The Zimbabwe dollar is currently trading at ZWD$1,100 to the USD on the black market while annual inflation was also the highest in the world at 255% in November last year.
Mugano, who was responding to claims by the Reserve Bank of Zimbabwe (RBZ) governor John Mangudya, that the country’s de-dollarisation was on course, said the central bank needed to tone down on some of the policies instituted in 2022.
At the height of currency volatility last year, the RBZ raised the interest rate to 200%, the highest in the world.
“In view of the foregoing, the outlook remains dire. I am still convinced that the following remains our economic outlook by June 2023; annual inflation 400% and exchange rate ZW$1500/US$1,” said Mugano.
According to the economist, the main drivers of dollarisation, among others, included chronic inflation, the 200 percent interest rate and excess liquidity caused by treasury.

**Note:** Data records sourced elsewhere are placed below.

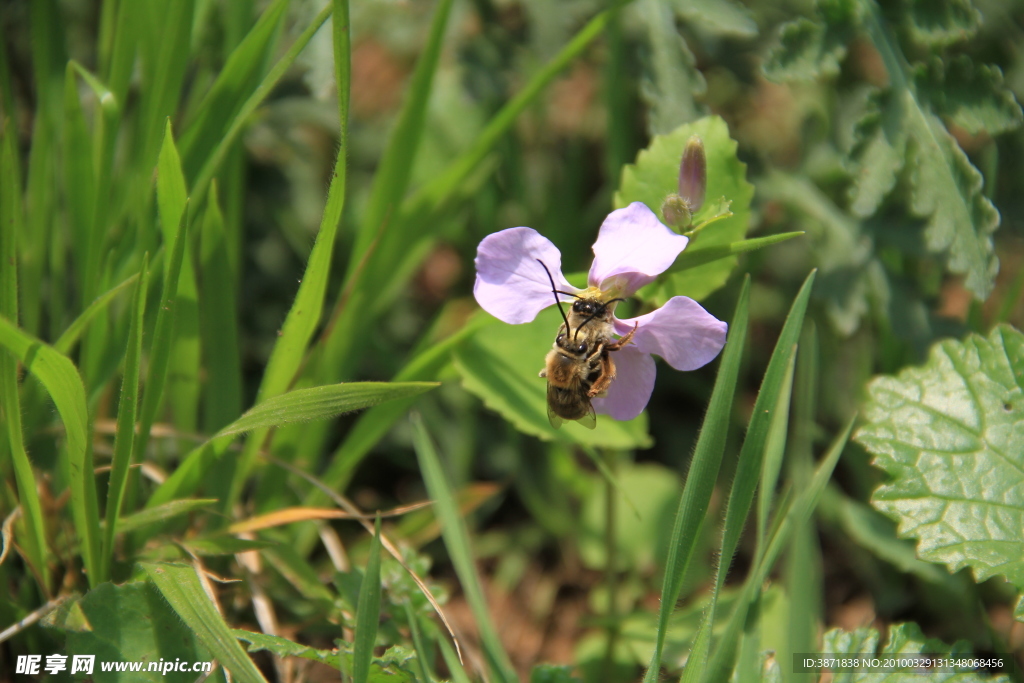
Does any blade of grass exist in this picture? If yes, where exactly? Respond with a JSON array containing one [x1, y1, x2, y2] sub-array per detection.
[[644, 275, 751, 683], [99, 254, 150, 582], [61, 62, 100, 308], [667, 230, 804, 272], [0, 120, 50, 596], [146, 562, 266, 683], [180, 0, 290, 178], [0, 316, 99, 587], [217, 382, 440, 436], [702, 416, 856, 681], [132, 187, 188, 473], [352, 517, 381, 683], [224, 0, 351, 510], [118, 498, 217, 533], [157, 119, 200, 433], [413, 414, 516, 683], [298, 315, 490, 532], [200, 182, 242, 432], [146, 382, 436, 508], [17, 111, 52, 338], [53, 272, 138, 354], [679, 271, 815, 683]]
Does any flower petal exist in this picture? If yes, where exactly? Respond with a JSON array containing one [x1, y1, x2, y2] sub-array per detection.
[[592, 346, 656, 420], [615, 297, 729, 370], [587, 202, 689, 297], [473, 227, 580, 325]]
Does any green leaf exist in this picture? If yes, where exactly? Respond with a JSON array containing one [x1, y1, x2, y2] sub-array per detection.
[[413, 414, 516, 683], [905, 0, 981, 48], [142, 562, 265, 682], [224, 0, 351, 510], [0, 316, 100, 586], [673, 0, 758, 38], [454, 307, 651, 449], [815, 623, 1013, 683], [614, 116, 754, 303], [855, 326, 1024, 590], [352, 517, 381, 683], [848, 92, 907, 218], [157, 119, 200, 432], [668, 230, 804, 272], [217, 382, 438, 436], [53, 272, 138, 353], [231, 629, 344, 674], [865, 5, 999, 300], [762, 0, 860, 83], [100, 254, 150, 581], [181, 536, 278, 556], [912, 54, 1024, 135], [643, 276, 751, 683], [190, 3, 329, 202], [146, 382, 436, 508], [46, 582, 213, 683], [0, 121, 49, 593], [199, 183, 242, 431], [118, 498, 217, 532], [346, 0, 453, 291], [239, 629, 419, 683], [679, 272, 815, 683]]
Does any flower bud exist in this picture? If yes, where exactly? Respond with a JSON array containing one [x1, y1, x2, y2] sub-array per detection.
[[679, 135, 708, 213], [662, 195, 693, 230]]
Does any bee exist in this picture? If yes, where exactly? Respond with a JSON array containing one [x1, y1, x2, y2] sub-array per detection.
[[538, 259, 636, 429]]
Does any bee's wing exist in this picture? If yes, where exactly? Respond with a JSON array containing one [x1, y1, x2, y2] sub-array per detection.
[[548, 401, 565, 429], [577, 405, 597, 429]]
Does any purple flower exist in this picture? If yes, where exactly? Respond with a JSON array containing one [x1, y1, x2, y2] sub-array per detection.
[[473, 202, 728, 420]]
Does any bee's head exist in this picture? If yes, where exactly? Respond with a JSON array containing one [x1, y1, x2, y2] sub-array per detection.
[[555, 333, 590, 356], [572, 299, 607, 317]]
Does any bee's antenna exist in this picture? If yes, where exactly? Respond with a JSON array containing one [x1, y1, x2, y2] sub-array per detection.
[[537, 259, 580, 332]]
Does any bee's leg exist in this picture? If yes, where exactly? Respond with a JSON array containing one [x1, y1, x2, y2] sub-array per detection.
[[605, 323, 640, 351], [587, 353, 615, 398]]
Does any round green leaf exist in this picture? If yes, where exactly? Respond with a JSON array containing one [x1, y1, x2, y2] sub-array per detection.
[[614, 116, 754, 305], [454, 306, 651, 449], [855, 326, 1024, 589]]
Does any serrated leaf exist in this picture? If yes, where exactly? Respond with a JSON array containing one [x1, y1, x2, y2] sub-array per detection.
[[47, 582, 212, 683], [453, 306, 651, 449], [635, 0, 707, 135], [855, 326, 1024, 589], [813, 623, 1010, 683], [762, 16, 850, 83], [674, 0, 758, 38], [614, 116, 754, 303], [904, 108, 999, 301], [905, 0, 981, 48], [848, 92, 907, 218], [913, 54, 1024, 135]]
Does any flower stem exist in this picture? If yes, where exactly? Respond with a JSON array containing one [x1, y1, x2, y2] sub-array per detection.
[[601, 450, 620, 681]]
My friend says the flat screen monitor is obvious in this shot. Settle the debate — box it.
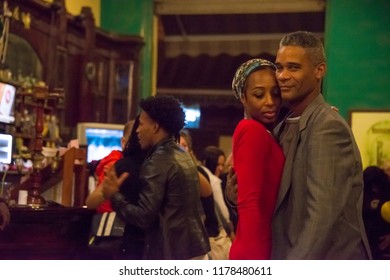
[0,134,13,164]
[0,82,16,124]
[77,123,124,162]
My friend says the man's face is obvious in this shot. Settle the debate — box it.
[136,111,157,150]
[275,46,323,105]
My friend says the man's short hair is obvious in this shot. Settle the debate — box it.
[140,95,185,136]
[279,31,325,65]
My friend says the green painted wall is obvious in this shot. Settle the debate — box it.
[100,0,153,103]
[324,0,390,119]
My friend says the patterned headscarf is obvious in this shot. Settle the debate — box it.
[232,58,276,99]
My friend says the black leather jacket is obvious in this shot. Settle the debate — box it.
[111,138,210,259]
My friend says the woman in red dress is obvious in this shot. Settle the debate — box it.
[229,59,284,259]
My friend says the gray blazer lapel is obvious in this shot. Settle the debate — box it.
[275,94,325,212]
[275,124,299,212]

“On the contrary, we have deepened dollarisation. The main drivers of dollarisation are chronic inflation, 200% interest rate, excess liquidity caused by Treasury and domestic export retention as well as high export retention.
“With a 200% interest rate, businesses have switched to USD loans since it has virtually become impossible to pay back loans four fold,” said the economist.

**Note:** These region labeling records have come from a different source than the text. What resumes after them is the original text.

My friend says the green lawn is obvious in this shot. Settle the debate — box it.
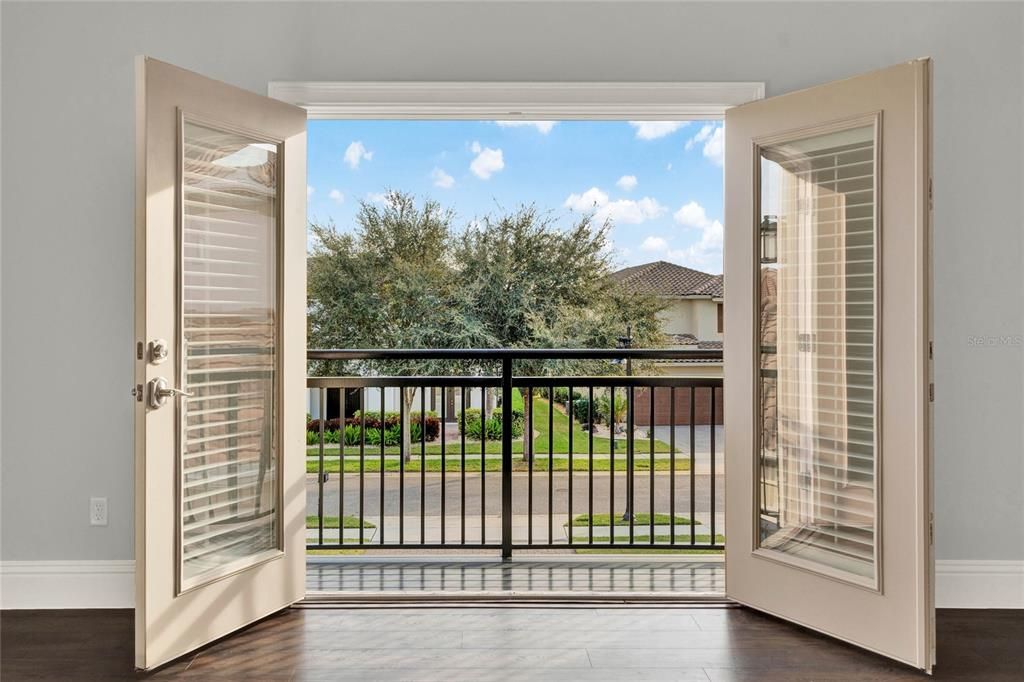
[306,516,377,528]
[306,453,690,475]
[306,394,689,466]
[575,532,725,554]
[572,512,700,527]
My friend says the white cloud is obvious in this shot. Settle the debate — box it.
[495,121,557,135]
[672,202,712,229]
[563,187,608,211]
[667,197,725,272]
[615,175,637,191]
[630,121,689,139]
[469,142,505,180]
[430,168,455,189]
[563,187,666,224]
[640,236,669,251]
[345,140,374,168]
[686,123,725,166]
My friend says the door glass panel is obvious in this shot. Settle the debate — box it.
[178,119,281,590]
[756,123,878,586]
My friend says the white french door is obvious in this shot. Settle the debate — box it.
[135,57,306,669]
[725,60,934,670]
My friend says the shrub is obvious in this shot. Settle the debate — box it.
[572,397,597,424]
[345,424,360,445]
[306,411,441,445]
[459,408,525,440]
[594,395,626,424]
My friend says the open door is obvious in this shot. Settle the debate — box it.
[725,59,935,670]
[134,57,306,669]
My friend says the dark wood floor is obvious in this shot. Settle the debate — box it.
[0,606,1024,682]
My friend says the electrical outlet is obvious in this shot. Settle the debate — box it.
[89,498,106,525]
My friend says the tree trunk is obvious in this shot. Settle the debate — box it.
[400,388,413,462]
[524,390,534,462]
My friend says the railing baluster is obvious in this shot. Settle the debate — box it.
[648,386,655,545]
[502,356,512,559]
[548,384,555,545]
[528,387,537,545]
[608,386,614,545]
[709,386,718,545]
[480,388,487,545]
[342,388,347,545]
[623,386,637,545]
[441,387,450,545]
[459,388,468,545]
[420,386,425,545]
[359,388,367,545]
[587,386,594,545]
[398,386,405,545]
[566,386,575,548]
[669,386,676,545]
[315,388,327,545]
[690,386,697,545]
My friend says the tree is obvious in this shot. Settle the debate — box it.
[307,191,493,460]
[455,205,664,458]
[308,191,662,458]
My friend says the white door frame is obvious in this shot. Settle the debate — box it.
[267,81,765,121]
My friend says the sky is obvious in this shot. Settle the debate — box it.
[306,120,724,273]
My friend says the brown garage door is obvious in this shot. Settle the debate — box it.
[633,388,723,426]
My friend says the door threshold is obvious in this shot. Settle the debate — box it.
[295,590,737,608]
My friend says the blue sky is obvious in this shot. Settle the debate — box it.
[307,120,724,273]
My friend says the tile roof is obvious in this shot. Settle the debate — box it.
[611,260,723,298]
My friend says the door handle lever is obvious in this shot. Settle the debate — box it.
[150,377,195,410]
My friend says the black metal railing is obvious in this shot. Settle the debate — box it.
[306,349,724,557]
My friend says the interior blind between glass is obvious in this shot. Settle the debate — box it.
[179,120,279,587]
[758,125,877,583]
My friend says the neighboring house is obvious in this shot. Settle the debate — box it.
[611,260,724,426]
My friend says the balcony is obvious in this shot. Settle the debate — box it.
[306,349,725,592]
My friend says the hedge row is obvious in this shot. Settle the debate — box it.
[459,408,526,440]
[306,411,441,444]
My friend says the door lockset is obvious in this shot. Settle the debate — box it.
[150,339,170,365]
[150,377,195,410]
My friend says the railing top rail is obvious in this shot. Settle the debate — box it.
[306,348,722,360]
[306,375,722,388]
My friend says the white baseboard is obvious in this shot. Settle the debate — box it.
[0,559,1024,608]
[0,559,135,608]
[935,559,1024,608]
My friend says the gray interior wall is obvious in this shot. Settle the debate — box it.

“The 20% domestic export retention and 40% export retention compels RBZ to print ZWL in exchange for the 20% domestic deposits and 40 percent export receipts.
“RBZ does not have a budget set aside for this. This drives up money supply. In August and September 2022 money supply rose by $708 bn excess liquidity driven by the treasury.”
In the last five years, the country’s national budget rose from ZW$8.1 billion [2019 budget] to ZW$4.5 trillion [2023 budget] which amounts to a 55 000% increase and, according to Mugano, this has wreaked havoc as witnessed by massive exchange rate spikes, inflation and loss of ZW$.
“Excessive liquidity driven by treasury – without going far, in December 2022, treasury irresponsibly made last minute payments to Ministries and government departments’ requests thereby putting the rate into disarray. The Treasury could have staggered these payments during the course of the year.”
“Inflation, de-dollarisation can only happen when the country attains single digit inflation and exchange rates are stable. This will cultivate a productive culture which is key to support the local currency. This is missing. We have chronic inflation and volatile exchange rates.”
Further, Mugano said the deepened dollarisation can be seen in the sudden decline of allotment from the RBZ’s auction system.
“The auction system allotment is an interesting one, 2022 imports surged to above US$8.2billion (exceeding 2021 imports by US$1 billion) but the USD allotted to firms declined from US$42 million per week to US$11 million,” he said.
“So imports are increasing but forex given by the RBZ to firms to support imports is falling. It tells you one thing that firms are now relying on their own generated forex from local sales to meet their import requirements. This means that we have deepened dollarisation.”